Beef Stew

Ingredients:
3 lbs boneless beef short ribs, trimmed and cut into 1-inch pieces
salt and pepper
2 TBS vegetable oil
2 onions, chopped
2 TBS tomato paste
1 TBS minced fresh thyme or 1 tsp dried
1/3 c all-purpose flour
1 c dry red wine
2 c beef broth
1 1/2 lb red potatoes, unpeeled, cut into 1-inch pieces
1 lb carrots, peeled and sliced 1 inch thick
1/4 c soy sauce
2 bay leaves
1 1/2 c frozen peas
1/4 c minced fresh parsley

Directions:
1/ Pat beef dry with paper towels and season with salt and pepper. Heat  TBS oil in pressure-cooker pot over medium-high heat until just smoking. Brown half of beef on all sides, about 8 minutes; transfer to bowl.

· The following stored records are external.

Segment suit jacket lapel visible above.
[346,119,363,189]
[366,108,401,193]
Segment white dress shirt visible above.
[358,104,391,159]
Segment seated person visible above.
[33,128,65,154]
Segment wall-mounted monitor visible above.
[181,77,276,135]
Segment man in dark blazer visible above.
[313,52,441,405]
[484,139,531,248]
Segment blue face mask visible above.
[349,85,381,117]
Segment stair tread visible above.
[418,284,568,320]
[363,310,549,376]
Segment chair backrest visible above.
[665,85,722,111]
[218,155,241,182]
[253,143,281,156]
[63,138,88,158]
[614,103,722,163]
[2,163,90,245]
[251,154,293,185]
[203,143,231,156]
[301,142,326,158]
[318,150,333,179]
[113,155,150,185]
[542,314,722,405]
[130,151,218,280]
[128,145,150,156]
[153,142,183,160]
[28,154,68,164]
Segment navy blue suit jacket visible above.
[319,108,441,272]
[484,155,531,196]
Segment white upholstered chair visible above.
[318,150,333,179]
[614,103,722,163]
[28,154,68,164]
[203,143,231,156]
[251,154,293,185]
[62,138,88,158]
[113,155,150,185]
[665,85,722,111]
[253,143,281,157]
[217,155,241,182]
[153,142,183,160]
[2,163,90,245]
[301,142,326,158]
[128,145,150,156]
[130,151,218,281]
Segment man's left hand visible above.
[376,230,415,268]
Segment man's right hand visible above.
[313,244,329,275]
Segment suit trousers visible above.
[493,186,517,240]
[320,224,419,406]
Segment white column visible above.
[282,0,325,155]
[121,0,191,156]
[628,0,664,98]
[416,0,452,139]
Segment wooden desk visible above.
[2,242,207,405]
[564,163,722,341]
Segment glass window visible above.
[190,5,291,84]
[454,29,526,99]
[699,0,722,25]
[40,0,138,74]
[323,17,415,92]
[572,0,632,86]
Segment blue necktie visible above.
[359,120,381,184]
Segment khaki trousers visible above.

2. Heat remaining 1 TBS oil in now-empty pot over medium heat until shimmering. Add onions and cook until softened, about 5 minutes, Stir in tomato paste and thyme and took until fragrant, about 30 seconds. Stir in flour and cook for 1 minute. Whisk in wine, scraping up any browned bits and smoothing out any lumps, and cook until slightly reduced, about 1 minute. Stir in broth, potatoes, carrots, soy sauce, bay leaves, browned beef with any accumulated juices, and remaining beef.
3. Cook for 25 minutes: Lock lid in place and bring pot to high pressure over medium-high heat. As soon as indicator signals that pot has reached high pressure, reduce heat to medium-low and cook for 25 minutes, adjusting heat as needed to maintain high pressure.
4. Naturally release pressure: Remove pot from heat and let pressure release naturally for 15 minutes. Quick-release any remaining pressure, then carefully remove lid, allowing steam to escape away from you.
5. Discard bay leaves. Using large spoon, skim excess fat from surface of stew. Stir in peas and let stand for 4 minutes. Stir in parsley, season with salt and pepper to taste, and serve.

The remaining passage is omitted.